Vostro figlio non è inferiore agli altri, è diverso. Le vostre aspettative su di lui potranno cambiare nel corso del tempo, potrebbero includere un matrimonio, dei figli, l’autosufficienza. O forse no.
Ma se lasciano che sia il mondo a stabilire le aspettative per i nostri figli, queste saranno scarse, non avranno crescita.
Forse vostro figlio può fare di più di ciò che sappiamo e forse, dico forse, semplicemente non sa come dircelo o forse noi non abbiamo imparato ad ascoltarlo.”
Per portare un bambino autistico nel nostro mondo dobbiamo andare a prenderlo nel suo: siamo noi che dobbiamo capire (sperimentando, fallendo, riprovando e ripetendo ancora, ancora e ancora) qual è l’aggancio giusto per entrare in comunicazione con lui, qual è il rinforzo migliore per far sì che apprenda nuove abilità, qual è la chiave esatta per scalfire la sua corazza.
Fare questo significa fornire al bambino gli strumenti giusti (di cui non è naturalmente dotato) per interpretare in mondo in cui si trova – il nostro, non il suo – dal punto di vista sociale e comunicativo.
L’ho scritto spesso e lo ripeto: “insegnami a imparare” è quanto “chiede” un bambino autistico che semplicemente non ha alcun tipo o ridotte funzionalità per affrontare gli aspetti più banali della vita quotidiana. Quegli aspetti che noi diamo per scontati, che agli altri bimbi vengono “normalmente” senza doverci stare su a pensare, che gli insegnanti si aspettano di trovare già “belli e pronti” per lavorare su abilità superiori.
Insegnami a toccare gli oggetti, cosicché io possa farlo da solo in modo autonomo per giocare, scoprire l’ambiente in cui vivo, affrontare e risolvere piccoli problemi.

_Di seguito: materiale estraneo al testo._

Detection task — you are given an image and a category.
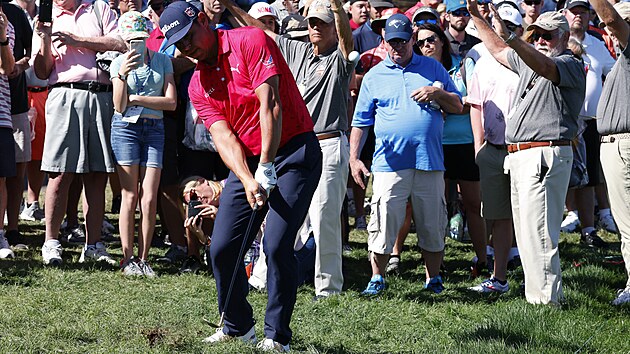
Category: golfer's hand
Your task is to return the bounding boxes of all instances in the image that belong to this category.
[254,162,278,197]
[350,159,370,189]
[243,178,267,209]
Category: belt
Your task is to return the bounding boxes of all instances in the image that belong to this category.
[508,140,571,153]
[50,81,112,93]
[26,86,48,93]
[601,133,630,143]
[486,140,507,150]
[317,130,341,140]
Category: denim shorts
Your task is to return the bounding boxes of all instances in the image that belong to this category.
[111,114,164,168]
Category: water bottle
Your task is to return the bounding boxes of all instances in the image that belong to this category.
[429,81,444,111]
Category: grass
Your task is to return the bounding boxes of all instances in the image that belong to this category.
[0,195,630,353]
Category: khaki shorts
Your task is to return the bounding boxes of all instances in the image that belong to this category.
[11,112,31,163]
[42,87,115,173]
[475,143,512,220]
[367,169,447,254]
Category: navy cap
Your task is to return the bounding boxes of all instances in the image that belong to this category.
[446,0,466,13]
[385,14,413,42]
[160,1,199,48]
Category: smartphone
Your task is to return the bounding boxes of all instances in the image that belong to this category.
[188,199,203,218]
[39,0,53,23]
[129,39,147,66]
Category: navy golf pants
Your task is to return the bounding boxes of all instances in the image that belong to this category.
[210,132,322,345]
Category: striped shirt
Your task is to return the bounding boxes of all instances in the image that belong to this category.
[0,22,15,129]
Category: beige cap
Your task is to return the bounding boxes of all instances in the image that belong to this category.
[527,11,569,32]
[306,0,335,23]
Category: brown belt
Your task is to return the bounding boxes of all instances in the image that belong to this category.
[317,130,341,140]
[601,133,630,143]
[508,140,571,153]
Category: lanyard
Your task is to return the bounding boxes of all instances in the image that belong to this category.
[133,53,152,95]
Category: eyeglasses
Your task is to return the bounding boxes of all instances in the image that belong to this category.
[451,9,470,17]
[531,32,553,42]
[415,19,437,26]
[387,38,409,47]
[416,35,437,48]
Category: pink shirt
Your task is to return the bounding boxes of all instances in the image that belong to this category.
[32,0,117,85]
[188,27,313,156]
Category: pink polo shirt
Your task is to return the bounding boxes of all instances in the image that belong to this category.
[32,0,117,85]
[188,27,313,156]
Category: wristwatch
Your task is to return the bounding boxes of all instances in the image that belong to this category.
[503,32,516,44]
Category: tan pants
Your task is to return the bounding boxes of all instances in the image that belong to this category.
[600,139,630,288]
[506,146,573,305]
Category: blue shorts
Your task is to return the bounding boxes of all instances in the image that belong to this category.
[111,114,164,168]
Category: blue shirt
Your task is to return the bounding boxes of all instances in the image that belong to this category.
[442,55,475,145]
[352,53,461,172]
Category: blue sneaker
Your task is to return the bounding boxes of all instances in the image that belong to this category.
[424,275,444,294]
[361,274,385,295]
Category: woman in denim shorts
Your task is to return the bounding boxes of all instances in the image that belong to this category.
[110,11,177,276]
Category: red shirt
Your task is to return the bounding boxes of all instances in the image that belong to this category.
[188,27,313,156]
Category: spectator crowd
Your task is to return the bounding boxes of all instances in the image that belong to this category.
[0,0,630,352]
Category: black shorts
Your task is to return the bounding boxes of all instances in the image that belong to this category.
[0,128,17,177]
[582,119,604,187]
[442,143,479,182]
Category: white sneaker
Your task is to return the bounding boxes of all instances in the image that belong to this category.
[0,231,15,259]
[354,215,367,230]
[120,257,144,276]
[42,240,63,265]
[612,287,630,306]
[20,201,45,221]
[79,242,117,266]
[138,259,157,278]
[203,326,256,344]
[560,211,580,233]
[599,214,619,234]
[256,338,291,353]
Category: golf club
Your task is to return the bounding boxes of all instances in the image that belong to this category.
[204,203,259,328]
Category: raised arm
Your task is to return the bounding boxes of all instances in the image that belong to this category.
[590,0,630,49]
[219,0,277,41]
[467,0,569,85]
[330,0,354,60]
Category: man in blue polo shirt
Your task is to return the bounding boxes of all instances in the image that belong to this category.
[350,14,462,295]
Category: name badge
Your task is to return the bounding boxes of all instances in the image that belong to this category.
[122,106,144,123]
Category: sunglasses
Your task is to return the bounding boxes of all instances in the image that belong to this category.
[416,35,437,48]
[531,32,553,42]
[387,38,409,47]
[451,9,470,17]
[415,19,437,26]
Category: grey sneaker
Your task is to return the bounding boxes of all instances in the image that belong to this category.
[256,338,291,353]
[42,240,63,265]
[0,231,15,259]
[138,259,157,278]
[79,242,118,266]
[120,257,144,276]
[203,326,256,344]
[20,201,44,221]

Insegnami a impugnare le posate, cosicché io possa mangiare da solo.
Insegnami a tenere in mano il bicchiere e portarlo alla bocca, cosicché io possa bere autonomamente.
Insegnami a strutturare un sistema di comunicazione verbale oppure non verbale, cosicché io possa comunicare al mondo i miei bisogni e esprimere le mie emozioni.
Questo è il lavoro che stiamo facendo e che continueremo a fare.
Infine, ci sarebbero tante domande da farsi sul perché a fine giornata una mamma (stanca!) che sta guardando un blockbuster americano con un attore figo inizi a soffermarsi proprio su questi aspetti del film e faccia voli con la mente da tutt’altra parte. Ma forse non c’è proprio nulla da spiegare: l’ho capito io e l’avete capito anche voi… questa cosa ha a che fare con me.
E a ridosso del 2 aprile – Giornata Mondiale della Consapevolezza sull’Autismo – è bello sognare un mondo che – a differenza di quanto è, purtroppo, nella realtà – sia pronto a colloquiare e interagire alla pari con un bambino, un adolescente e un adulto autistico.